Routing
Weighted random selection, exponential backoff retry, automatic provider fallback, and timeouts.
CrabLLM decides which provider handles a request based on model name, routing weights, and fallback logic.
Model resolution
When a request arrives, CrabLLM looks up the model name in the configured providers. If the model is an alias, it resolves to the canonical name first (single-hop lookup).
Weighted selection
When multiple providers serve the same model, one is selected via weighted random selection. Higher weight values mean more traffic:
[providers.primary]
kind = "openai"
api_key = "${OPENAI_KEY_1}"
models = ["gpt-4o"]
weight = 3 # 75% of traffic
[providers.secondary]
kind = "openai"
api_key = "${OPENAI_KEY_2}"
models = ["gpt-4o"]
weight = 1 # 25% of trafficSelection is stateless — no shared counters. Each request picks independently.
Retry
When a provider returns a transient error (HTTP 429, 500, 502, 503, 504), CrabLLM retries the same provider with exponential backoff:
- Base delay: 100ms, doubling each retry.

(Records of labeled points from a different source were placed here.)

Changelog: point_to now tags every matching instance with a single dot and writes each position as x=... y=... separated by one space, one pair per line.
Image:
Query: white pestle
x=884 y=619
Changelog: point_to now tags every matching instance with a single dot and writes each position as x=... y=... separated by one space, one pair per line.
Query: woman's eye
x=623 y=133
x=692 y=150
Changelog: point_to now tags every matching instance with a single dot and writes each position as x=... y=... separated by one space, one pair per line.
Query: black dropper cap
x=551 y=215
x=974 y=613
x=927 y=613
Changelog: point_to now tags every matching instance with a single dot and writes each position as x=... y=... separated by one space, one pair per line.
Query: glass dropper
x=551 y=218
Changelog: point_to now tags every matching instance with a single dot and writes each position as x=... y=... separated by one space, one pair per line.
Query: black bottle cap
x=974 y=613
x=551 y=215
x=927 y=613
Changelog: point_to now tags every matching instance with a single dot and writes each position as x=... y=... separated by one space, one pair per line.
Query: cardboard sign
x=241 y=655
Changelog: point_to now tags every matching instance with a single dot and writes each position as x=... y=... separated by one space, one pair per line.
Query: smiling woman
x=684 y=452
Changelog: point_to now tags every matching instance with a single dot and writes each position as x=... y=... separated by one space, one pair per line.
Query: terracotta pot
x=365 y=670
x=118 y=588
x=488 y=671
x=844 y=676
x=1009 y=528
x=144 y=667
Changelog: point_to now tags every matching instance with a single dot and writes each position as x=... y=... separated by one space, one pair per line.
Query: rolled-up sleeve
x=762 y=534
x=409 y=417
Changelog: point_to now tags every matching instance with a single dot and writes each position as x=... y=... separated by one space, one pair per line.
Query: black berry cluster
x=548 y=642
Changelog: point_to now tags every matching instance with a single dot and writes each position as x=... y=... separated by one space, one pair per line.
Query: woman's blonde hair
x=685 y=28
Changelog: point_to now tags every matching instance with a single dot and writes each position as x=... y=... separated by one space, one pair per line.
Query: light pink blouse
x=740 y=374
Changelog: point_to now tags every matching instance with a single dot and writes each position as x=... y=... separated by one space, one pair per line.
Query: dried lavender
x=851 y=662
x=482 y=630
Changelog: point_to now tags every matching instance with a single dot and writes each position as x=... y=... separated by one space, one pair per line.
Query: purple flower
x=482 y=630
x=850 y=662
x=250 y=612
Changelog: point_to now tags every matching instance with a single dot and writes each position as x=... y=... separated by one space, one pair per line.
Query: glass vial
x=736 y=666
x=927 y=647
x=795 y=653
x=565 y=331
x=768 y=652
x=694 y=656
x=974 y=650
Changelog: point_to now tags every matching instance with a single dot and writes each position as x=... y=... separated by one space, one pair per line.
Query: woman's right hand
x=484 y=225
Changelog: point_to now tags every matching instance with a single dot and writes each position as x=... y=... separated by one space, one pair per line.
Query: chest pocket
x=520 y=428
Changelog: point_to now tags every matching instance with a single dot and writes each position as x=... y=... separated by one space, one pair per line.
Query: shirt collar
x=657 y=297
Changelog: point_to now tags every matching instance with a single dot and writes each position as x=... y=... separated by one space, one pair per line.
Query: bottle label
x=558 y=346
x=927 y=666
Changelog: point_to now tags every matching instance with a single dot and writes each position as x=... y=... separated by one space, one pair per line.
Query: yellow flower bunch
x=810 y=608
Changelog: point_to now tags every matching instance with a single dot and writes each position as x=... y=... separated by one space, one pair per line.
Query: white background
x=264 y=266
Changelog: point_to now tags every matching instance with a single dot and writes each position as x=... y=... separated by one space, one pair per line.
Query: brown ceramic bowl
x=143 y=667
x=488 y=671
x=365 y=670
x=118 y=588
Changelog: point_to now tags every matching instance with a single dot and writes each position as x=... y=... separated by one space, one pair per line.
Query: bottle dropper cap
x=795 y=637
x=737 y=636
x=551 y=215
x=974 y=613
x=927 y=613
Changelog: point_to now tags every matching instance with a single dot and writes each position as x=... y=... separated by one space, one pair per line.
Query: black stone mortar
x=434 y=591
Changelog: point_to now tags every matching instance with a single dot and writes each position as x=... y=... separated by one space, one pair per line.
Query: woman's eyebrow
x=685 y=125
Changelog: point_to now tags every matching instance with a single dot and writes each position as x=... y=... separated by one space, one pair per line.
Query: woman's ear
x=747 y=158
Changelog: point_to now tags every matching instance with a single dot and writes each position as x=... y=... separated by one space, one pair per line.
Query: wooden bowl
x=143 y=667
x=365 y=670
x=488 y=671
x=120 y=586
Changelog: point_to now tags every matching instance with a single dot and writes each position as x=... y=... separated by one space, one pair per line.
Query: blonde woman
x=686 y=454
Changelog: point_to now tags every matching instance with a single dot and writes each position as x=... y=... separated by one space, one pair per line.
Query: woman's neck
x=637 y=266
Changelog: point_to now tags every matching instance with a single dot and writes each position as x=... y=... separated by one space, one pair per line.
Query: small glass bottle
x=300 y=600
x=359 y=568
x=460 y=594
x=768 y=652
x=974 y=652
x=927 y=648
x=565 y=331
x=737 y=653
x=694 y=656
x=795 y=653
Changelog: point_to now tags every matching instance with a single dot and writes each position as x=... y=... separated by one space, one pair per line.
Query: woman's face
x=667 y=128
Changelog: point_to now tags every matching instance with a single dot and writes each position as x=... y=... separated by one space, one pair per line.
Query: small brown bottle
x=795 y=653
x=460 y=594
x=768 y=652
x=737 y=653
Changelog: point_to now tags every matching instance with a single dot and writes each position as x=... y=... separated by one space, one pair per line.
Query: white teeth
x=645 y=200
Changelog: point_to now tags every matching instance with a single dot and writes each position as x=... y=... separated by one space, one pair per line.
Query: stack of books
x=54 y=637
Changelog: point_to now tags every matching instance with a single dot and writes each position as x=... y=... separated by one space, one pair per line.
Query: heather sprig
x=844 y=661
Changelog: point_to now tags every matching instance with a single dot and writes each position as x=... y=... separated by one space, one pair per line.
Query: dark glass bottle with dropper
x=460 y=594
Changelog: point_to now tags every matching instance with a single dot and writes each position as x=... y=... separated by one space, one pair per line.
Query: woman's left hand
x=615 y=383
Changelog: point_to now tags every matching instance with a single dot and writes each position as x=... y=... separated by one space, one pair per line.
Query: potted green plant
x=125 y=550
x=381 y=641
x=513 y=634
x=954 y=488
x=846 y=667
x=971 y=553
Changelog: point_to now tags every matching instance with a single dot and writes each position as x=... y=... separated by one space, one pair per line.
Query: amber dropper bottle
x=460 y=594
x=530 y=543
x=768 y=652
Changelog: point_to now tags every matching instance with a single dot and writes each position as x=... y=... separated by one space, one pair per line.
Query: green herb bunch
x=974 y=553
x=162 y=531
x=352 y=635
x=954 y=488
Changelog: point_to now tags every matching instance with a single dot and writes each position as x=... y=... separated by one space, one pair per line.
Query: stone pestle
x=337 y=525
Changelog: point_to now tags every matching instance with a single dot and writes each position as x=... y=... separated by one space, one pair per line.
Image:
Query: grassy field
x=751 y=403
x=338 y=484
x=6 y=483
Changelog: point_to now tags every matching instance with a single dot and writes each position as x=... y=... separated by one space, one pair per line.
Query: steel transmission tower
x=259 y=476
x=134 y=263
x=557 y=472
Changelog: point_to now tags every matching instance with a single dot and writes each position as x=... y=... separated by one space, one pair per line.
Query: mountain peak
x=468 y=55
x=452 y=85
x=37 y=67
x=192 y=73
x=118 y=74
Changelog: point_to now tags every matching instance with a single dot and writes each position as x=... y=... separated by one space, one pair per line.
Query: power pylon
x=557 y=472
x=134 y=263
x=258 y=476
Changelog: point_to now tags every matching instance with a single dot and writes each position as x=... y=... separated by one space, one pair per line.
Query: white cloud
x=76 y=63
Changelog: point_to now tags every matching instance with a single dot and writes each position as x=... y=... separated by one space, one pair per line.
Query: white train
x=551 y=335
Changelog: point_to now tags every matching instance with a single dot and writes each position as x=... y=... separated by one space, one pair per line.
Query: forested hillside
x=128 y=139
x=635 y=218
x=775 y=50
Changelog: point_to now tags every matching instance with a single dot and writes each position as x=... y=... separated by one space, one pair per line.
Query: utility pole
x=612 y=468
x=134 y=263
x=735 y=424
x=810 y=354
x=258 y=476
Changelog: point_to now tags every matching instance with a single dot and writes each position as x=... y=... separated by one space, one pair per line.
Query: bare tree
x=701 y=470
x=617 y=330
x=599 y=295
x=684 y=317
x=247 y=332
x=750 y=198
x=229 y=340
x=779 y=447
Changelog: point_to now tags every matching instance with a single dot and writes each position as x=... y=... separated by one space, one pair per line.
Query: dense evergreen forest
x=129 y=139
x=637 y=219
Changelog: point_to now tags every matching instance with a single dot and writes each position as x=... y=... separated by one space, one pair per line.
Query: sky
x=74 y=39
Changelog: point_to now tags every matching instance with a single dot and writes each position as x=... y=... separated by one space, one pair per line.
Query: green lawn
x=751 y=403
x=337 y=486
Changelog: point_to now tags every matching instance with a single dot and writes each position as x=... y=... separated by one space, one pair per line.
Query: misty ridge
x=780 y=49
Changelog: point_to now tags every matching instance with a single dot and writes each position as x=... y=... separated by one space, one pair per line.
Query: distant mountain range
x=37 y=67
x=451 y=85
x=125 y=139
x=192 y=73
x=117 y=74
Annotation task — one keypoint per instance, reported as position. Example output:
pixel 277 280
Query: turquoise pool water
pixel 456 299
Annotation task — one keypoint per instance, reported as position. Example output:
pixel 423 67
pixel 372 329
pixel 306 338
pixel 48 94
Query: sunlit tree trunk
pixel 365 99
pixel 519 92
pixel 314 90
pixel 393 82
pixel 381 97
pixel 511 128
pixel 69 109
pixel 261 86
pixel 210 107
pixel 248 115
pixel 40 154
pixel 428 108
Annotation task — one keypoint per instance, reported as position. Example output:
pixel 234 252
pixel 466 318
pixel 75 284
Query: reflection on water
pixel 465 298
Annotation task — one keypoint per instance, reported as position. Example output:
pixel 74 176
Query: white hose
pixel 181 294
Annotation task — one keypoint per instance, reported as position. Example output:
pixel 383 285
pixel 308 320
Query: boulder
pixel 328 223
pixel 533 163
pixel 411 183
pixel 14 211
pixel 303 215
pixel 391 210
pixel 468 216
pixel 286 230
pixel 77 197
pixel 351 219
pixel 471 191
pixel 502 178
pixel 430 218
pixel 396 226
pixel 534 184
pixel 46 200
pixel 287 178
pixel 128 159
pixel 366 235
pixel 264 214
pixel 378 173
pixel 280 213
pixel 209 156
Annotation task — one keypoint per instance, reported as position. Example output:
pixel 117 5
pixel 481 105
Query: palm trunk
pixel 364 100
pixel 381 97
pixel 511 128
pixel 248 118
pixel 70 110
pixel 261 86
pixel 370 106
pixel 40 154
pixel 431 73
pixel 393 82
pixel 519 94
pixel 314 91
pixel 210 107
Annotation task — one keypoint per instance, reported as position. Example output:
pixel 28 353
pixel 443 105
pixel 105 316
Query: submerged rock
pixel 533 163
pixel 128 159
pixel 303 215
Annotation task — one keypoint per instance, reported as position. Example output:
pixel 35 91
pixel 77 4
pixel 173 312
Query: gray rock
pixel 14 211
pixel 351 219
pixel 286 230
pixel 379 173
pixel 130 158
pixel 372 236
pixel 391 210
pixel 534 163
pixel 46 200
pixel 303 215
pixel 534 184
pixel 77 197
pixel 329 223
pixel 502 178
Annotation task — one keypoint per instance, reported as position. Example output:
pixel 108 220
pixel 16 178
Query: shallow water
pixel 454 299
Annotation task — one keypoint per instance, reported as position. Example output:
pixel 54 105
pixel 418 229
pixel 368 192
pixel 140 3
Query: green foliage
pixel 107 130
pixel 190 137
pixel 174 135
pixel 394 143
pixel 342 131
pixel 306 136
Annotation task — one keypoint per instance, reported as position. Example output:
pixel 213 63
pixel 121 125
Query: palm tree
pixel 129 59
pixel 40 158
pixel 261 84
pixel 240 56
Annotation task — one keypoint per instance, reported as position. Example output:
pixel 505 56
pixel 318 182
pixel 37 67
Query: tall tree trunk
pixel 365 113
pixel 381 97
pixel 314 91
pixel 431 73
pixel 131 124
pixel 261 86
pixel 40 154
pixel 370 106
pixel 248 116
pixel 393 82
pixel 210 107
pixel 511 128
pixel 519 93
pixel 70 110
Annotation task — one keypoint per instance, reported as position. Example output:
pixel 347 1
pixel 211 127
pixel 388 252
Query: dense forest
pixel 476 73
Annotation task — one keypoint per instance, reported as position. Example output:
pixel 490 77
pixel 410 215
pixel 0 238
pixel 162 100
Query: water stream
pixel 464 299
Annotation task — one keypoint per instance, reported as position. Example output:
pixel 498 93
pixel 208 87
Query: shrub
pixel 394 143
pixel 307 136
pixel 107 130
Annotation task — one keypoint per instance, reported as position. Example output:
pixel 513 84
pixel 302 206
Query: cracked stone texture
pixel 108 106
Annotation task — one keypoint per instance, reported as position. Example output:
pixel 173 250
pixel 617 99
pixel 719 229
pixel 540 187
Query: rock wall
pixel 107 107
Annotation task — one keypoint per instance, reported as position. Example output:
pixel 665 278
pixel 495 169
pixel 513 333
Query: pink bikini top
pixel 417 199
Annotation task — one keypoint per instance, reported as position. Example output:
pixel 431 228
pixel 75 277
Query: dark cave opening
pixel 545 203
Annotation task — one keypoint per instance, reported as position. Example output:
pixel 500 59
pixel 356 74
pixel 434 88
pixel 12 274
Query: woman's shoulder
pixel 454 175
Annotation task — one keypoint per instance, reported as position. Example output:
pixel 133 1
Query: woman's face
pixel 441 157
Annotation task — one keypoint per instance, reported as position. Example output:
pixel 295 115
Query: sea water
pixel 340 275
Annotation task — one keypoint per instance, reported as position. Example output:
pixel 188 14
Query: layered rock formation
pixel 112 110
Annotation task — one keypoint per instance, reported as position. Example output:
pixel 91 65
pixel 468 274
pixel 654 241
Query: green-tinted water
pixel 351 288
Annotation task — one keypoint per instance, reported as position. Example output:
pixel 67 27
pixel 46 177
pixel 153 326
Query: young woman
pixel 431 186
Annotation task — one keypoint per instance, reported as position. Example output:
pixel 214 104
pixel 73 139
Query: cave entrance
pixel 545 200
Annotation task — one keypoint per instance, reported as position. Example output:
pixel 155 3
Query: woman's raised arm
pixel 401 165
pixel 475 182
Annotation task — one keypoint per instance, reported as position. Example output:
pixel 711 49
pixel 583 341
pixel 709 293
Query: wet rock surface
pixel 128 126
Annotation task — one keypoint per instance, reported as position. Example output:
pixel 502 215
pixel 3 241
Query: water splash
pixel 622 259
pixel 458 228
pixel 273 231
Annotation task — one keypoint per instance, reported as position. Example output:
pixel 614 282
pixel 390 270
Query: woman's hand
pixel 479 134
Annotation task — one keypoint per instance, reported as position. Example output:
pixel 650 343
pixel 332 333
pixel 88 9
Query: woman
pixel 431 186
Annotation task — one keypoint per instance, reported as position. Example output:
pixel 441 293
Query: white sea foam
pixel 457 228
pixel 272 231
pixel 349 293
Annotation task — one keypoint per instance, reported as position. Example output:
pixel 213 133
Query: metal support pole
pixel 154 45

- Full jitter: each sleep is a random duration in
[backoff/2, backoff]to prevent thundering herd. - Max retries: configurable per provider via
max_retries(default 2).
[providers.openai]
kind = "openai"
api_key = "${OPENAI_API_KEY}"
models = ["gpt-4o"]
max_retries = 3 # retry up to 3 timesSet max_retries = 0 to disable retry entirely.
Fallback
When retries are exhausted on a provider, CrabLLM tries the next provider by descending weight. This continues until a provider succeeds or all providers have been tried.
# Primary provider (tried first)
[providers.openai]
kind = "openai"
api_key = "${OPENAI_API_KEY}"
models = ["gpt-4o"]
weight = 2
# Fallback provider (tried if primary fails)
[providers.azure]
kind = "azure"
api_key = "${AZURE_KEY}"
base_url = "https://my-resource.openai.azure.com"
api_version = "2024-02-01"
models = ["gpt-4o"]
weight = 1Timeouts
Each provider call is wrapped in a timeout. If the timeout expires, the request is treated as a transient error (triggers retry/fallback):
[providers.openai]
kind = "openai"
api_key = "${OPENAI_API_KEY}"
models = ["gpt-4o"]
timeout = 60 # seconds (default: 30)Timeout errors return HTTP 504 Gateway Timeout if all providers time out.
Streaming behavior
For streaming requests, retry and fallback only apply to connection errors (before the stream starts). Once the first SSE chunk is sent to the client, the connection is committed to that provider.